AutoTrain - Part 0

What if there is a framework that uses SOTA techniques to train Deep Learning models that needs (almost) no coding?

Deep Learning can be overwhelming

The barrier to data science is usually high. One has to learn a lot of concepts both theoritical and practical before building anything meaningful. This barrier has been brought down to a large extent by excellent libraries such as keras, pytorch-lightning, spacy and fastai which tend to abstract away a lot of complexities and expose state of the art practices into one line functions. Data scientists still have to write significant code to preprocess, postprocess their datasets as well as any custom functions such as augmentations - not to mention the repetitive code of connecting the individual pieces as well as boilerplate code.

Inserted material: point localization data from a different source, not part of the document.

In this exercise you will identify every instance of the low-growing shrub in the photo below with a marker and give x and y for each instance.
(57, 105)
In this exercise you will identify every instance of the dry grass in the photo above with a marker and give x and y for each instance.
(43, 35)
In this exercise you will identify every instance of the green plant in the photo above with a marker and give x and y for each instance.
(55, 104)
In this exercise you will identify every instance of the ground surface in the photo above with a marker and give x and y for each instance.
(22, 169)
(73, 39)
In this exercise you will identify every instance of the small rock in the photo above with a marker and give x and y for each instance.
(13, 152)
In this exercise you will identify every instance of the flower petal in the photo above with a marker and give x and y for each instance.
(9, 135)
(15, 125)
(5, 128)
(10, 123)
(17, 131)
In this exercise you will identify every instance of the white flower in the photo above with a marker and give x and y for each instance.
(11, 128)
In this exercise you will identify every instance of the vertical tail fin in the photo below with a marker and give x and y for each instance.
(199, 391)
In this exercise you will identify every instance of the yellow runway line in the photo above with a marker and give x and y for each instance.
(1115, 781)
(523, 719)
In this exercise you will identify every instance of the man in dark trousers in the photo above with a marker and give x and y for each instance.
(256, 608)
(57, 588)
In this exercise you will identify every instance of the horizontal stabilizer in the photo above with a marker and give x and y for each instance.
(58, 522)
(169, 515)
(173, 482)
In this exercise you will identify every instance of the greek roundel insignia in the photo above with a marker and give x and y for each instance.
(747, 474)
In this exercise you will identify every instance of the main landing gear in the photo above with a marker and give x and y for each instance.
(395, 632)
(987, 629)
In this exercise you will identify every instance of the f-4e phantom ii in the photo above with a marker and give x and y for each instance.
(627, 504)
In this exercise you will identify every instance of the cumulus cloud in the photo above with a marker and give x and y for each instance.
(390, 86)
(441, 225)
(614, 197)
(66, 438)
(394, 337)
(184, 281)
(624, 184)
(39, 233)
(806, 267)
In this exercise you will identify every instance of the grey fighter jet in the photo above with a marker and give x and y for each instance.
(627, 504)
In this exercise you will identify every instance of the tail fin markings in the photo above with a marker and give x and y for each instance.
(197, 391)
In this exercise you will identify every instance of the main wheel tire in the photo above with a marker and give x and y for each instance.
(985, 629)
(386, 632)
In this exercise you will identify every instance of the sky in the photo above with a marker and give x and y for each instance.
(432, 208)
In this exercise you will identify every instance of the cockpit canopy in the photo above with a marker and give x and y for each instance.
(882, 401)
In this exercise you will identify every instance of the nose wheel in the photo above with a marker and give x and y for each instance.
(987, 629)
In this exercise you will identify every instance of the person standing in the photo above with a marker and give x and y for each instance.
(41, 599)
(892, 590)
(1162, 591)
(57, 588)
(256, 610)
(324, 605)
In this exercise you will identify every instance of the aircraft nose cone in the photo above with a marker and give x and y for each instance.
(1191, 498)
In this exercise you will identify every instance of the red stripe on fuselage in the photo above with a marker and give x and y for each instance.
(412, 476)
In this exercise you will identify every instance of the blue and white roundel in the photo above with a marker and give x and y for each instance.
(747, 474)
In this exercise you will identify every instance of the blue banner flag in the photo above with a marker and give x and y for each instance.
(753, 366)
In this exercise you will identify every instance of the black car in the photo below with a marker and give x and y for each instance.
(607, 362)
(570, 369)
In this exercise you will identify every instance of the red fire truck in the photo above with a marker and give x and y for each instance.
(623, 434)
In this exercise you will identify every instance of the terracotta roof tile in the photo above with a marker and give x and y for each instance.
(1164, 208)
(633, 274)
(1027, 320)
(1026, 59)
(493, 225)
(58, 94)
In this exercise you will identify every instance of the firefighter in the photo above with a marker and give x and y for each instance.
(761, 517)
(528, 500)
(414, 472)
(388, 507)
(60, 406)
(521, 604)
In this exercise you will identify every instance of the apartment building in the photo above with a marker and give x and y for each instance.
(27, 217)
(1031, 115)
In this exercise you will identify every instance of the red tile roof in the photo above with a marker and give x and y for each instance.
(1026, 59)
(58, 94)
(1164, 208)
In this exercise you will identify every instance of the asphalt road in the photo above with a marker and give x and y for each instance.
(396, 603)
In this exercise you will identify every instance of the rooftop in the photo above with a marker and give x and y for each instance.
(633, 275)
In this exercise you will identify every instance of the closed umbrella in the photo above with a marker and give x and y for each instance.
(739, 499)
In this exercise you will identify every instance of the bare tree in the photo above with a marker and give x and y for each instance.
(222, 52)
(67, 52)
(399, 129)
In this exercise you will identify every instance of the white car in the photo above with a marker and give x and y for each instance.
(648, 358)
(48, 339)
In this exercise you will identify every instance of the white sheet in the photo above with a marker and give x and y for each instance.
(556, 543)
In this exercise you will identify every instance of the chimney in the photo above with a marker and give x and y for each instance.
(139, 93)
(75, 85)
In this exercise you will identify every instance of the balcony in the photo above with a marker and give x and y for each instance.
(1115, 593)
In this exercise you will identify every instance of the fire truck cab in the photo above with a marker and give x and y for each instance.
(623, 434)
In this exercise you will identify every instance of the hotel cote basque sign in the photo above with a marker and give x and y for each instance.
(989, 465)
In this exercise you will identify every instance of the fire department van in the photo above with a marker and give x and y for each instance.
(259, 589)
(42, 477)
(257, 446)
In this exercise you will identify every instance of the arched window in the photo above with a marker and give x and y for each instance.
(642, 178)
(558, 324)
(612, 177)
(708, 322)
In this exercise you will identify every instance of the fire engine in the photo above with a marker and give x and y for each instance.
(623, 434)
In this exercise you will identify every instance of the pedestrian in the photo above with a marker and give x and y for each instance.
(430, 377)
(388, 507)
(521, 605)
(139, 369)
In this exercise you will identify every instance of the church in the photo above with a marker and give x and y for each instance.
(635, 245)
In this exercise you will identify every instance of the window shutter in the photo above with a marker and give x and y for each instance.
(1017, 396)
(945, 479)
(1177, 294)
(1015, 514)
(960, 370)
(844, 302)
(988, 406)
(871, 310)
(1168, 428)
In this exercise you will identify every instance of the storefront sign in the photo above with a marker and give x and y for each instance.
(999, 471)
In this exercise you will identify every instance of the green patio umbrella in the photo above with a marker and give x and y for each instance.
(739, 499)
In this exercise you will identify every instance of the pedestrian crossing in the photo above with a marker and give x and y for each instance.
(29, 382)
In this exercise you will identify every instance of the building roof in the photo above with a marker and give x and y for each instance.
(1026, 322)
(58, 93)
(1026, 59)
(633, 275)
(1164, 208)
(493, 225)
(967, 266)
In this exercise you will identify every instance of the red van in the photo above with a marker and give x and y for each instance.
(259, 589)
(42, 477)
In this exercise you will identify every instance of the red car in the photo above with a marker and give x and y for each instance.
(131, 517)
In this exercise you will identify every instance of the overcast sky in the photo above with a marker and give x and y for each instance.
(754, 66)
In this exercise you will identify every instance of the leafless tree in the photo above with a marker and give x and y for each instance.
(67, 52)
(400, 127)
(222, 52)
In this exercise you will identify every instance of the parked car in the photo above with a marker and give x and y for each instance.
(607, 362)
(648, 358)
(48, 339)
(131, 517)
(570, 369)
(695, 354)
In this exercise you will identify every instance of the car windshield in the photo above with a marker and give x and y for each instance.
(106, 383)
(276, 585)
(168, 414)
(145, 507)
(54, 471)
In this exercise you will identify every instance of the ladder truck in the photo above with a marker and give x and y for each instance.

From countless experiments we have understood that there are some moving parts in an ML pipeline and the rest are fixed. We treat the moving parts as ingredients and the fixed parts as recipe

Stuff specific to data, model and training will change with every experiment as shown below

Ingredients

Whereas the overall pipeline largely remains the same.

Recipe

It is meaningful to abstract away the fixed parts into static files and keep the moving parts as accessible as possible. Libraries like mmdetection and spacy-projects rely heavily on configuration files to achieve this. Usually these are coded to be domain specific and cannot be extend to personal tasks. One more downside to such config based libraries is that the fixed components have multiple layers of inheritences making the library somewhat cryptic for a beginner to understand - ending up having a hard time debugging if something goes wrong.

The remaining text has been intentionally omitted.